Jury sent out to deliberate in trial of pub chain, after death of Durham student
Olivia Burt died in 2018, outside Missoula in Durham city centre
A jury's been sent out to decide whether one of the UK's largest pub chains is guilty of breaking health and safety rules - after a Durham uni student died outside a bar.
20 year old Olivia Burt suffered severe head injuries outside Missoula Bar in February, 2018.
The UK's biggest pub owners, Stonegate, is on trial at Teesside Crown Court charged with a single count of breaching health and safety legislation.
It was cleared of three other charges following a ruling by the judge.
Olivia's death - when she was crushed by a decorative screen while queuing outside the nightclub - has been called "senseless and avoidable" by prosecutors.
The remaining charge relates to the same heavy decorative screen falling earlier on the same evening, but it was lifted back into place.
The life sciences first year student at Durham University, suffered severe head injuries outside the bar.
The venue was full of student sports teams on a Wednesday night and a crowd had gathered outside, waiting to get in.
Jamie Hill KC, summarising the prosecution case brought by Durham County Council, said: "It is perhaps difficult to understand how it is that a 20-year-old woman could die in such a senseless and avoidable way.
"All she was doing was standing with her friends, waiting to get in to a club which had targeted the student population as a way of filling their venue on Wednesday nights."
Of Ms Burt, who was from Milford on Sea, Hampshire, he said: "She was an innocent woman doing nothing wrong and who deserved to be kept safe.
"She deserved to be protected by a large organisation that had a lot of written policies.
"It had risk assessments covering just about everything, policies that were supposed to cover all reasonably foreseeable eventualities.

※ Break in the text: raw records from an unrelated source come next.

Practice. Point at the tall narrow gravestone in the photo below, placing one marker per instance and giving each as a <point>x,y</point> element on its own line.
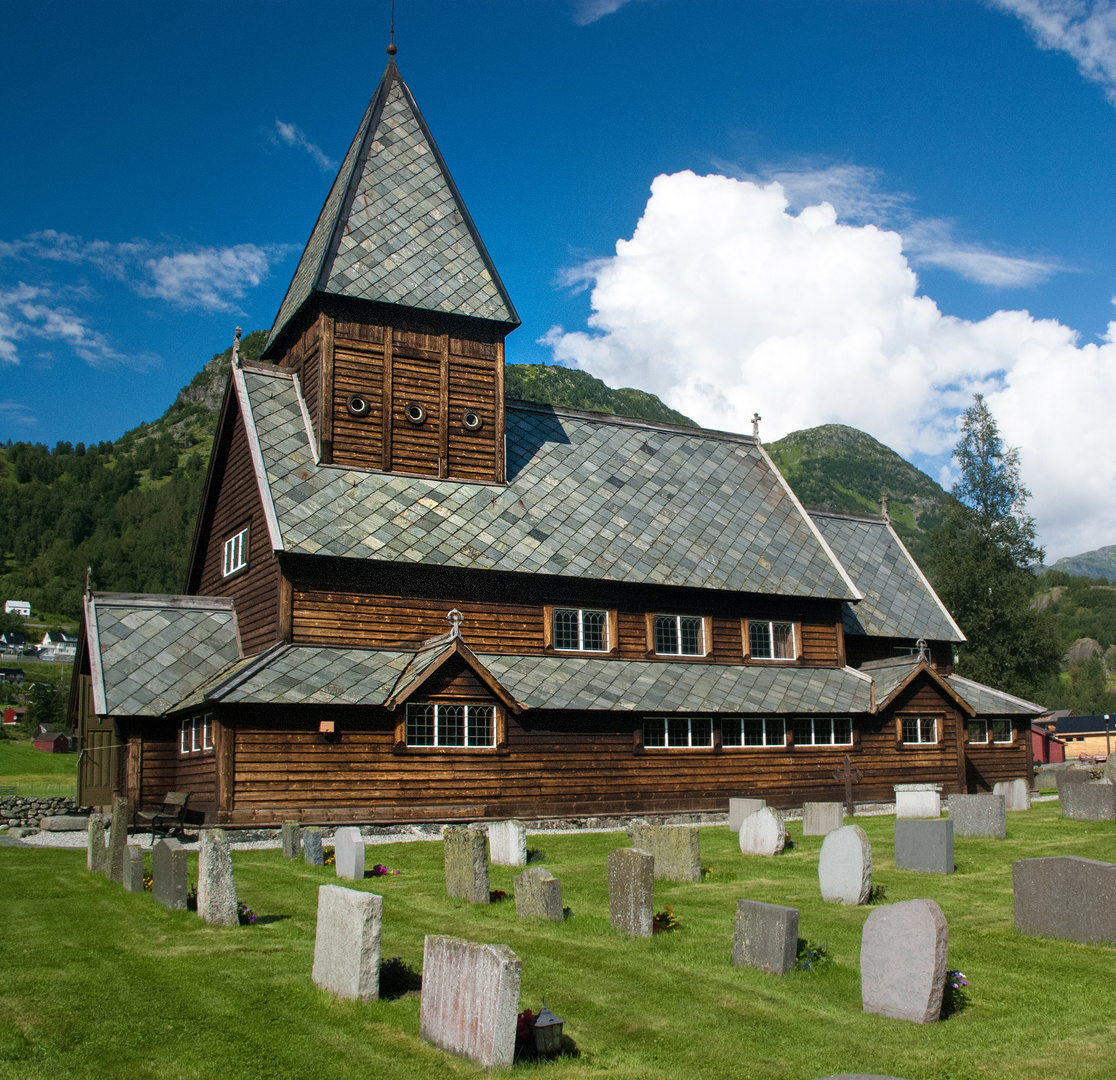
<point>508,842</point>
<point>465,864</point>
<point>348,852</point>
<point>762,832</point>
<point>632,892</point>
<point>904,948</point>
<point>978,816</point>
<point>291,837</point>
<point>676,850</point>
<point>538,895</point>
<point>346,944</point>
<point>95,856</point>
<point>169,875</point>
<point>217,889</point>
<point>845,866</point>
<point>767,937</point>
<point>1067,897</point>
<point>470,1000</point>
<point>117,840</point>
<point>819,819</point>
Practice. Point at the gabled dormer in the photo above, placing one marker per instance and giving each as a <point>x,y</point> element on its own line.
<point>395,318</point>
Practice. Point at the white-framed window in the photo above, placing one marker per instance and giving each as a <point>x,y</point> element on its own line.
<point>753,731</point>
<point>920,730</point>
<point>680,635</point>
<point>677,732</point>
<point>451,725</point>
<point>819,731</point>
<point>771,640</point>
<point>580,630</point>
<point>236,552</point>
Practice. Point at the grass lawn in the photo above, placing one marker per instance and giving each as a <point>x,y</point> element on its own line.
<point>102,983</point>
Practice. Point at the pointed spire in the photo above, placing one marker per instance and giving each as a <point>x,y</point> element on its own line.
<point>394,228</point>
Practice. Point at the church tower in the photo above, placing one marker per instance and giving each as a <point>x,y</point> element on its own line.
<point>395,319</point>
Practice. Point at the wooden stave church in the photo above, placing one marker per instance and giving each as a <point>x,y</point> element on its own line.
<point>379,534</point>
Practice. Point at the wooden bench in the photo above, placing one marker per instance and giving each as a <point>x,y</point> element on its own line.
<point>166,820</point>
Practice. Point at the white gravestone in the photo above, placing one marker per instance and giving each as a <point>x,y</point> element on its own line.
<point>845,866</point>
<point>348,852</point>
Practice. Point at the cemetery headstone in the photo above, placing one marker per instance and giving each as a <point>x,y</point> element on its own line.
<point>169,874</point>
<point>508,842</point>
<point>1089,801</point>
<point>676,850</point>
<point>1017,793</point>
<point>924,846</point>
<point>348,852</point>
<point>632,892</point>
<point>762,832</point>
<point>819,819</point>
<point>845,866</point>
<point>1067,897</point>
<point>767,937</point>
<point>117,840</point>
<point>904,948</point>
<point>95,857</point>
<point>742,808</point>
<point>313,851</point>
<point>346,944</point>
<point>217,888</point>
<point>917,800</point>
<point>978,816</point>
<point>467,864</point>
<point>133,868</point>
<point>538,895</point>
<point>470,1000</point>
<point>291,837</point>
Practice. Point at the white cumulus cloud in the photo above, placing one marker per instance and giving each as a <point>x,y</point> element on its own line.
<point>725,302</point>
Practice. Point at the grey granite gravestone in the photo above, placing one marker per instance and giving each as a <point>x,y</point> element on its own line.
<point>169,874</point>
<point>348,852</point>
<point>313,852</point>
<point>819,819</point>
<point>346,943</point>
<point>117,840</point>
<point>467,864</point>
<point>845,866</point>
<point>742,808</point>
<point>133,868</point>
<point>924,846</point>
<point>762,832</point>
<point>632,892</point>
<point>1065,896</point>
<point>1017,793</point>
<point>904,948</point>
<point>766,937</point>
<point>538,895</point>
<point>470,1000</point>
<point>978,816</point>
<point>217,888</point>
<point>95,858</point>
<point>508,842</point>
<point>676,850</point>
<point>1089,801</point>
<point>291,837</point>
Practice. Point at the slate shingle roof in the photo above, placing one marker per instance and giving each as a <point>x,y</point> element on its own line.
<point>394,228</point>
<point>898,601</point>
<point>593,498</point>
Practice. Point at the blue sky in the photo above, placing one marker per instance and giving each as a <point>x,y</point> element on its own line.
<point>164,164</point>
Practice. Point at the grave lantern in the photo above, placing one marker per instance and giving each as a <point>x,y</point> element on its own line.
<point>547,1032</point>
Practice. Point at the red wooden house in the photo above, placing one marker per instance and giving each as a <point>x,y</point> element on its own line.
<point>410,600</point>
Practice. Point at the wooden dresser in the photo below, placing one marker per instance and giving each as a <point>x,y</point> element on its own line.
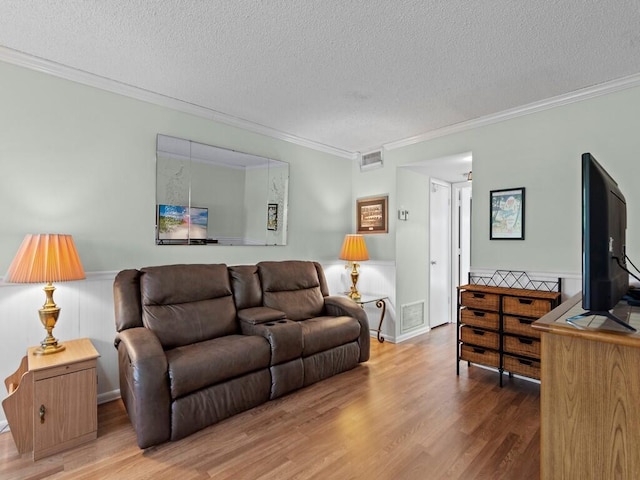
<point>494,327</point>
<point>590,395</point>
<point>52,402</point>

"But the reality is that as soon as the venue, which had become the first choice venue for students on a Wednesday night, was confronted with more customers than they could accommodate within their own set limits, all of the planning and all the risk assessments came to nought."
Mr Hill said staff could have moved the crowd away and told them there would be a delay in getting in, but instead "they just queued them up and let the numbers swell".
Once the screen first fell at 11.17pm that night, "it was entirely foreseeable it could go again", which it did at around 11.48pm, killing Ms Burt.
Prashant Popat KC, defending Stonegate, described the case as a "tragedy", adding: "It is absolutely extraordinary that a young life could be lost whilst doing something so ordinary.
"The fact that a tragedy occurred does not mean the defendant must have committed a crime."
Mr Popat said Stonegate could not have reasonably done more and had hired Phoenix Security, "one of the best in the business", to manage customers waiting to get in.
Judge Howard Crowson gave jurors a route to verdict, so they must be sure the decorative screen was being used as a barrier; that it was not designed to be used that way; that this caused a real risk and that risk arose from Stonegate's activity.
If the jury is sure of those questions, it should then consider if it is more likely than not that Stonegate took all "reasonably practical" steps to prevent it.